On-chip and Off-chip Inductance
The distinction between on-chip and off-chip inductance has been a longstanding consideration in the field of electronics design, particularly concerning the design of interconnects. While extensive modeling efforts have been developed for off-chip designs, these approaches are not directly applicable to on-chip interconnects due to the more intricate wiring environment and distinct geometries of on-chip connections. The key contrasts between on-chip and off-chip interconnects are outlined as follows:
Return Path: In off-chip designs, ample ground planes are usually incorporated into layouts to mitigate inductance (e.g., stripe-line structure). The inclusion of these additional wires doesn’t introduce significant overhead to the design. Consequently, the paths for current return are well-defined, allowing for the derivation of approximate formulas for inductance analysis. Conversely, on-chip interconnects often lack well-defined return paths due to constrained routing resources.

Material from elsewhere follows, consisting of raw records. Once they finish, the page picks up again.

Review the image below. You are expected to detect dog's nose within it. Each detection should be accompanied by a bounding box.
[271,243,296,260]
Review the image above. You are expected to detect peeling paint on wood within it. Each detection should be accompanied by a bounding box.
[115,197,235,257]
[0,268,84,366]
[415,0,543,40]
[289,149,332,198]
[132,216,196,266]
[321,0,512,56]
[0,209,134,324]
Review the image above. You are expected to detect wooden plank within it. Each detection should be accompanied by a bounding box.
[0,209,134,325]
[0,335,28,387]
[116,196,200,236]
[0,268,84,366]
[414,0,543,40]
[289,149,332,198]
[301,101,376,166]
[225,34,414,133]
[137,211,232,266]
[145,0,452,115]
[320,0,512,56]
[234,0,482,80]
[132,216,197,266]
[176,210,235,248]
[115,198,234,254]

Resistive Loss: Off-chip interconnects boast larger cross-sectional areas compared to on-chip counterparts. This results in diminished losses in off-chip interconnects, rendering them less prone to transmission-line effects like wave reflections. Analyzing off-chip interconnects can often involve employing low-loss transmission-line theory. On the other hand, on-chip transmission lines typically exhibit higher losses, leading to more intricate analysis.

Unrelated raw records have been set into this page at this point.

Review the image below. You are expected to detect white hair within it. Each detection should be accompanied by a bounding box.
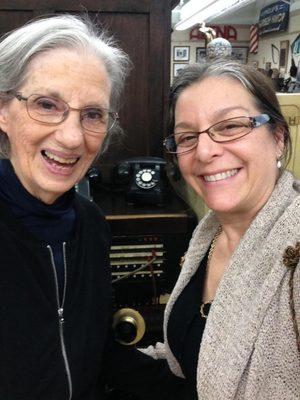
[0,14,131,157]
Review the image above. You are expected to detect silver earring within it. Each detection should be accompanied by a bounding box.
[277,159,282,169]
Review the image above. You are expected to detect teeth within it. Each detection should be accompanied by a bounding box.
[44,150,78,165]
[204,169,238,182]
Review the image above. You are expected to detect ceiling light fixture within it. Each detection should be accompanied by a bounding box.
[175,0,255,30]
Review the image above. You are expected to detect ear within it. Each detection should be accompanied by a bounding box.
[274,127,285,158]
[0,100,9,134]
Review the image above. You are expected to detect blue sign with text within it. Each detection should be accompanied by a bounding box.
[258,1,290,35]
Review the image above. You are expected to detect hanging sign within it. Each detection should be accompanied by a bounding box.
[190,25,237,41]
[258,1,290,35]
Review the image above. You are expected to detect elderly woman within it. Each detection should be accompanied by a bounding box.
[0,15,183,400]
[142,61,300,399]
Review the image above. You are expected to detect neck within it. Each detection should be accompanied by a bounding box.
[215,198,270,249]
[215,217,252,255]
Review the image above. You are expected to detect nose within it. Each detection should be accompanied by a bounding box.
[54,113,84,149]
[194,132,224,162]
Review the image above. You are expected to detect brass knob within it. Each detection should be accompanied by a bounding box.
[112,308,146,346]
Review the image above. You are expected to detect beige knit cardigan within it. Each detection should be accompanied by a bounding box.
[142,171,300,399]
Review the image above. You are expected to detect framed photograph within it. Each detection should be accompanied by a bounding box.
[279,40,289,72]
[196,47,206,64]
[173,46,190,61]
[231,47,248,64]
[173,63,188,77]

Routing Complexity: On-chip interconnects are significantly denser in routing compared to their off-chip counterparts. This means that a considerably greater number of neighboring wires must be considered in the analysis to accurately estimate current return paths and interconnect behavior.
Termination: While terminating off-chip interconnects can be relatively straightforward by using a resistor to match the line’s characteristic impedance [Z0 = (L/C)^1/2], achieving ideal termination for on-chip interconnects is challenging. This is because the characteristic impedance of on-chip interconnects is not purely resistive (Z0 = [(R + jωL)/jωC]) and the driver size is typically optimized for minimizing delays. Consequently, the driver’s output impedance may not align with Z0, and on-chip loads tend to exhibit predominantly capacitive input impedance.
In essence, the differences between on-chip and off-chip interconnects stem from factors like return path definition, resistive losses, routing intricacies, and termination challenges. Each context necessitates distinct considerations and methodologies for effective interconnect design.